According to another aspect of the present invention, a method of manufacturing an ink jet recording head in which plural ink jet recording heads are simultaneously manufactured using a wafer includes the steps of forming a through-hole together with a nozzle in a first area of a first wafer equivalent to a chip, joining a second wafer, provided with an electric signal input-output terminal in a second area equivalent to a chip, with the first wafer, and exposing the electric signal input-output terminal to the outside from the through-hole, and dicing and isolating a joined body composed of the first wafer and the second wafer in units of chip.

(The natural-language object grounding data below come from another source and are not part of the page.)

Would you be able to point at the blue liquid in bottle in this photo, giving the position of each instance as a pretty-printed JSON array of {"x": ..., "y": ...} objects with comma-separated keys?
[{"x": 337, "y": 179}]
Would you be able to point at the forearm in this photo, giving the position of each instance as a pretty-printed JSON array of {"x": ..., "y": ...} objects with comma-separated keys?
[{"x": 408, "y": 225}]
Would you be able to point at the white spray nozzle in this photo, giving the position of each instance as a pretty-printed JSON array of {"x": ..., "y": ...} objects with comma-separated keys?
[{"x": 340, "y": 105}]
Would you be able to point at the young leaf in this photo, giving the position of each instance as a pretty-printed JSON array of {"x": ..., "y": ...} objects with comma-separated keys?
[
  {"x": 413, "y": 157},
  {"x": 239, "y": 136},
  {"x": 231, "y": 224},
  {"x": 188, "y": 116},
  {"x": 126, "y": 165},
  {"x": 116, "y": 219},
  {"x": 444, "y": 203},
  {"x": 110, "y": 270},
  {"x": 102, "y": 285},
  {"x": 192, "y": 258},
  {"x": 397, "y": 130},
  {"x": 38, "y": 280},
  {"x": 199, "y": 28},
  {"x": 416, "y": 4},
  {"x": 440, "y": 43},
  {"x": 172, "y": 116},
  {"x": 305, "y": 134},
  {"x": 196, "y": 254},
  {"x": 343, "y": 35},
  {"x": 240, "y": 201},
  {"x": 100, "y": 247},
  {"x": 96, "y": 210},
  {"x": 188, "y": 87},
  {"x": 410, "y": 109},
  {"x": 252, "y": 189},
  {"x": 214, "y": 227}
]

First, the ink jet recording head in which the electric signal input-output terminal is exposed outside can be efficiently manufactured by forming the through-hole to be a cut-out portion together with nozzles in the first area equivalent to a chip of the first wafer, joining the second wafer where the electric signal input-output terminal is formed in the second area equivalent to a chip and the first wafer and dicing and isolating the wafers into each chip. At this time, since the through-hole to be a cut-out portion is formed in the first area of the first wafer, dicing for forming the cut-out portion in the dicing and isolating process is not required and the manufacturing efficiency is enhanced.

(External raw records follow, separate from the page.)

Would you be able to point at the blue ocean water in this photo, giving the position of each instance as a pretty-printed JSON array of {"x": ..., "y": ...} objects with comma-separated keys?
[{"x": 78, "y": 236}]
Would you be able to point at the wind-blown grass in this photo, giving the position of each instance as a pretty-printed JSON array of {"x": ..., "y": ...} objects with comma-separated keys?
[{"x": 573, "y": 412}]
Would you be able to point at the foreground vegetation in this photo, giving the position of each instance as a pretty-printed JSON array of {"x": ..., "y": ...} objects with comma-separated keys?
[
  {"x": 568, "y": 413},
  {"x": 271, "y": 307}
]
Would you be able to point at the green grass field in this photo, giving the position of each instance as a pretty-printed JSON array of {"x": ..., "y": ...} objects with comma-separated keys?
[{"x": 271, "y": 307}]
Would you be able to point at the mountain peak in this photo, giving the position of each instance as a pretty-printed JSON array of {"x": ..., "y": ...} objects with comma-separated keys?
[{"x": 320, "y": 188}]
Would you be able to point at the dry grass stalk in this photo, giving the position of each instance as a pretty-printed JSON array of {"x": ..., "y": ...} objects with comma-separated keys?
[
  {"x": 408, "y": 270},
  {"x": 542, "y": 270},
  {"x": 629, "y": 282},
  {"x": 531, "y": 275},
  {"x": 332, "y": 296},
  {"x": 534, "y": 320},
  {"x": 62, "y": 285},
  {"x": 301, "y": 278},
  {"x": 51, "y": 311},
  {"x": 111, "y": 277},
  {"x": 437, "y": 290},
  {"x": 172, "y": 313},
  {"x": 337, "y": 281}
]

In addition, since the through-hole to be a cut-out portion can be formed in the first area of the first wafer by a method different from dicing such as etching and laser beam machining, the cut-out portion can be formed in a desired position of the head so that it has a desired shape. That is, the degree of the freedom of design in the ink jet recording head is enhanced.
According to another aspect of the present invention, a method of manufacturing an ink jet recording head formed by laminating a first substrate having an individual passage for supplying ink to a nozzle, a common liquid chamber communicating with the individual passages and a through-hole for leading ink from the outside to the common liquid chamber and a second substrate in which a heater element opposite to the individual passage is formed, includes the steps of forming a groove not pierced from a first surface of the first substrate to a second surface on the reverse side by etching, and piercing the groove by thinning the substrate by etching or grinding from the second surface to form the through-hole in the common liquid chamber.

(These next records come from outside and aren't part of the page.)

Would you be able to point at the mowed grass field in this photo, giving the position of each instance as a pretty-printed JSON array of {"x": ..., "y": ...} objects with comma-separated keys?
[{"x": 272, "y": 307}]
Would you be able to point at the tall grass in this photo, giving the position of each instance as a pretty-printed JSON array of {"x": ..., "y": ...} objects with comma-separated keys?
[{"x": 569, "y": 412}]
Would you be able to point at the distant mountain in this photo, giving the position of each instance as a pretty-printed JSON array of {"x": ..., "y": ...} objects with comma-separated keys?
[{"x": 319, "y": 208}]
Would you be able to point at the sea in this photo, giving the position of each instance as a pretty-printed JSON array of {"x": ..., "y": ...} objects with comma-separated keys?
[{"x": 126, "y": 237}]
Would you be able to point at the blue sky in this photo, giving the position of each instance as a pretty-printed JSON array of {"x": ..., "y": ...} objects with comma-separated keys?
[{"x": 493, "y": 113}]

When the through-hole is formed in the first substrate, the strength of the first substrate is deteriorated, the handling of the first substrate becomes difficult and the first substrate may be broken. Then, in the invention, if a communicating port is provided to the common liquid chamber by grinding and others as a final machining process of the first substrate after the individual passage and the groove for a part of the common liquid chamber are simultaneously processed, the breakage and others of the substrate can be prevented.
Also, when a through-hole is formed in the first substrate before the individual passage is formed, gas for cooling leaks from the second surface to the first surface in processing the individual passage and the processing quality and the precision of the individual passage are deteriorated. Then, in the invention, the processing quality and the precision of the individual passage can be enhanced by forming an opening in a part of the common liquid chamber by thinning the substrate from the second surface after the individual passage is processed.